In un’incontro organizzato ho parlato della maschera secondo l’approccio della Bioenergetica di A. Lowen e l’importanza di percepirla x scoprire l’Allegria …
Cara Mara
grazie mille. Molto interessante il lavoro sulla bioenergetica e la maschera.
Spero ci sarà occasione di confrontarci.
Un’occasione per conoscerla personalmente, confrontarci e condividere un tema ad entrambi ( sembra) caro.
Buon lavoro
Articolo molto piacevole, like meritato! Mi fa riflettere la domanda :”Qual’è la tua maschera preferita?” Apparentemente semplice ma, alla quale, io, personalmente, non so dare una risposta. Grazie per lo spunto di riflessione.
Grazie Francesca. Si effettivamente è complessa come domanda, potrebbe non esserci un’unica risposta!
Potresti pensare per esempio al tuo personaggio cinematografico preferito e al suo carattere, ciò ti darà sicuramente un’indicazione.

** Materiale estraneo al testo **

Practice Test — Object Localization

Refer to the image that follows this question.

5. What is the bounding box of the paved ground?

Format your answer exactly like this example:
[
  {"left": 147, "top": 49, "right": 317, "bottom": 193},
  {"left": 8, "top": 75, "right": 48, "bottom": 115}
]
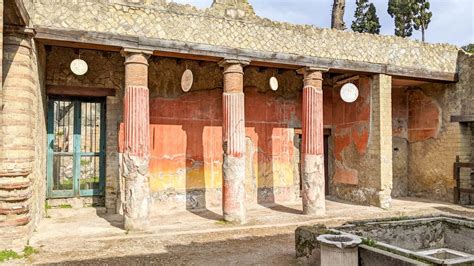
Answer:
[{"left": 10, "top": 198, "right": 474, "bottom": 265}]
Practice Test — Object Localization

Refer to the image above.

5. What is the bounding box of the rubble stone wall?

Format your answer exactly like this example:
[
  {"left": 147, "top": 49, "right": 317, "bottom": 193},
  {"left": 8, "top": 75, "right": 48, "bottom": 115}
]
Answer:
[
  {"left": 408, "top": 52, "right": 474, "bottom": 201},
  {"left": 27, "top": 0, "right": 458, "bottom": 73},
  {"left": 331, "top": 75, "right": 392, "bottom": 208}
]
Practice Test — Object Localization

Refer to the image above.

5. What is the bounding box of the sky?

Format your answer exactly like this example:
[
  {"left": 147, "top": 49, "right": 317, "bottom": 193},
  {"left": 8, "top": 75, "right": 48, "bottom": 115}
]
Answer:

Articolo molto interessante che mi fa rammentare l’opera del sociologo canadese Erving Goffman “La vita quotidiana come rappresentazione”. La vita sociale è una rappresentazione (metafora drammaturgica) e si divide in spazi di palcoscenico e di retroscena… Grazie dott. Mezzanotte
…non conoscevo questo autore. Ovvero solo nominato, mai letto. Ora ho l’obbligo di leggerlo. Grazie a te per la segnalazione.
La metafora teatro/vita è molto presente nella psicologia analitica e archetipica.
Bellissimo argomento,a me piacerebbe essere (se lui fosse una maschera)l’inventore della Apple (mi scuserete ma mi sfugge)di successo e geniale.Ecco vorrei essere colui che ha detto:”siate folli”
Bella intuizione! I personaggi mitizzati “ascendono” a maschere, a miti e rappresentano una parte di noi 🙂
Salve dott.Mezzanotte, ciò significa che in fondo (molto in fondo), sono o aspiro ad essere geniale e folle come S.Jobs?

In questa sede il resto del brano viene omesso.